BetterDepth: Plug-and-Play Diffusion Refiner for Zero-Shot Monocular Depth Estimation

Xiang Zhang,Bingxin Ke,Hayko Riemenschneider,Nando Metzger,Anton Obukhov,Markus Gross,Konrad Schindler,Christopher Schroers
2024-07-25
Abstract:By training over large-scale datasets, zero-shot monocular depth estimation (MDE) methods show robust performance in the wild but often suffer from insufficiently precise details. Although recent diffusion-based MDE approaches exhibit appealing detail extraction ability, they still struggle in geometrically challenging scenes due to the difficulty of gaining robust geometric priors from diverse datasets. To leverage the complementary merits of both worlds, we propose BetterDepth to efficiently achieve geometrically correct affine-invariant MDE performance while capturing fine-grained details. Specifically, BetterDepth is a conditional diffusion-based refiner that takes the prediction from pre-trained MDE models as depth conditioning, in which the global depth context is well-captured, and iteratively refines details based on the input image. For the training of such a refiner, we propose global pre-alignment and local patch masking methods to ensure the faithfulness of BetterDepth to depth conditioning while learning to capture fine-grained scene details. By efficient training on small-scale synthetic datasets, BetterDepth achieves state-of-the-art zero-shot MDE performance on diverse public datasets and in-the-wild scenes. Moreover, BetterDepth can improve the performance of other MDE models in a plug-and-play manner without additional re-training.
Computer Vision and Pattern Recognition
What problem does this paper attempt to address?

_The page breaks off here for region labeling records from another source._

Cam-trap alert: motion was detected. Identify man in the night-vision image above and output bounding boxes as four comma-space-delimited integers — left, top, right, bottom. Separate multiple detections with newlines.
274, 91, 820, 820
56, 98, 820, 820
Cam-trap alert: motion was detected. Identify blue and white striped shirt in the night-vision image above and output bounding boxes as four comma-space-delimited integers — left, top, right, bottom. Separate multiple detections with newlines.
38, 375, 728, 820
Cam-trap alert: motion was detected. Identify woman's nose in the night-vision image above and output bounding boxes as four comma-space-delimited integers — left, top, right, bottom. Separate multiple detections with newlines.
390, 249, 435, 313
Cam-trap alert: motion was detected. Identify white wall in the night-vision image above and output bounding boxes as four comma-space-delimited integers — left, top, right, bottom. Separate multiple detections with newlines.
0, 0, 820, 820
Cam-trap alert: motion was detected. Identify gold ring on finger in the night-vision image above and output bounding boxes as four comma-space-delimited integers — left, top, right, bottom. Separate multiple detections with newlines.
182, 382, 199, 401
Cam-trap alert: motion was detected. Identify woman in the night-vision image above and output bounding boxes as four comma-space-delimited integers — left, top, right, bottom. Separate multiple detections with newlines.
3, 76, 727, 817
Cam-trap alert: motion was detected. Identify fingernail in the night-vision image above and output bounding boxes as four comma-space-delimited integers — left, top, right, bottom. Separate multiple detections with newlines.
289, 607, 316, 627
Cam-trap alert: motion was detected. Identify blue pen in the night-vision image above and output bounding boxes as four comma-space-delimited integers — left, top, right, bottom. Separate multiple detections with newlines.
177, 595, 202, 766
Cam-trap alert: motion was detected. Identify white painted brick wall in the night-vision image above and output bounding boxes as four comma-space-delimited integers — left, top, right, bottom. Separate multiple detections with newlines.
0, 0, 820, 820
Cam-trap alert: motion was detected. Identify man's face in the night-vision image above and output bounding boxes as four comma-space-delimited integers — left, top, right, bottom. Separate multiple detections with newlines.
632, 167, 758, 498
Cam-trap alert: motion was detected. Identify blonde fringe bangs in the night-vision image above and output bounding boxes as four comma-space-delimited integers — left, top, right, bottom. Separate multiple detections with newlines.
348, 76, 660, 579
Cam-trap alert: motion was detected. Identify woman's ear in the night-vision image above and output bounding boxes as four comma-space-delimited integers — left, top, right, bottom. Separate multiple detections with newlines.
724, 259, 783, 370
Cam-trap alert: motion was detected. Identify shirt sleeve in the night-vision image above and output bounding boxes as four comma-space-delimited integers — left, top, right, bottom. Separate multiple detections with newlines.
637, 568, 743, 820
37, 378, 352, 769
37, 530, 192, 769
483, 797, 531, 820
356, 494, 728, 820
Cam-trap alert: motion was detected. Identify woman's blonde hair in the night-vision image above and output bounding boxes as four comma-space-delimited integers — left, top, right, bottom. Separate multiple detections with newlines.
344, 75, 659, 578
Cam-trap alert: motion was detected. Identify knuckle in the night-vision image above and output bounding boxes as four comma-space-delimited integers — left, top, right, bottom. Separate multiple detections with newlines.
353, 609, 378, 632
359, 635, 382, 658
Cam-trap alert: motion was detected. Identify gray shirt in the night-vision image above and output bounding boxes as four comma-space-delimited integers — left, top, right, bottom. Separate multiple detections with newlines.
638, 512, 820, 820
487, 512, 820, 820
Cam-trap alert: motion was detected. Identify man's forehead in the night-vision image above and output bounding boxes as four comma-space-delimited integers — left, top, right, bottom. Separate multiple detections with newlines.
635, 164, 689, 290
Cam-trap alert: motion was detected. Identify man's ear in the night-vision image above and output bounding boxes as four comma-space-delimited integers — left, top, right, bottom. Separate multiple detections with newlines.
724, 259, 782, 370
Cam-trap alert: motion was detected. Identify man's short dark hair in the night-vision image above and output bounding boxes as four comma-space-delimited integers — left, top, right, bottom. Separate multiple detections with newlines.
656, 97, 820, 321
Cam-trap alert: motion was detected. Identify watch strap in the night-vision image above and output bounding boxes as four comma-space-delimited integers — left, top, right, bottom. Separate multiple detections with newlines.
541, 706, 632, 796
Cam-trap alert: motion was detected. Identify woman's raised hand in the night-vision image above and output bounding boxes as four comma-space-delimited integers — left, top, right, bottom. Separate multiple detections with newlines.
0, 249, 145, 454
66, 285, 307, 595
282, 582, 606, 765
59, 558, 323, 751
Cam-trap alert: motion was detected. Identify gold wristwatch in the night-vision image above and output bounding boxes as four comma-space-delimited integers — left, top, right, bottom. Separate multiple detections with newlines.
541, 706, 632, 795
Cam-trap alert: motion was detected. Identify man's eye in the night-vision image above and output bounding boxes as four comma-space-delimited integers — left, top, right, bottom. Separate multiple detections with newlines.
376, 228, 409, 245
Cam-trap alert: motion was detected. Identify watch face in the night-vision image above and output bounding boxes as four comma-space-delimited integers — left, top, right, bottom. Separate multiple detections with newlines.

The paper aims to address two main issues in Monocular Depth Estimation (MDE): 1. **Lack of detail accuracy**: Although zero-shot monocular depth estimation methods trained on large-scale datasets exhibit robust performance in wild scenarios, they often lack detail accuracy. 2. **Difficulty in acquiring geometric priors**: While MDE methods based on diffusion models can extract impressive details, they perform poorly in geometrically challenging scenes due to the difficulty in obtaining strong geometric priors from diverse datasets. To address the above issues, the research team proposed BetterDepth, a conditional diffusion model that effectively combines the global context capturing ability of zero-shot MDE methods with the detail advantages of diffusion model-based methods. Specifically, BetterDepth uses the predictions of a pre-trained MDE model as depth conditions and iteratively refines the details of the input image based on these conditions. To train this refiner, the authors proposed a global pre-alignment method and a local patch masking strategy to ensure that BetterDepth maintains fidelity to the depth conditions while learning to refine details. By effectively training on a small-scale synthetic dataset, BetterDepth achieves state-of-the-art zero-shot MDE performance on various public datasets and wild scenarios, and can enhance the performance of other MDE models in a plug-and-play manner without additional retraining.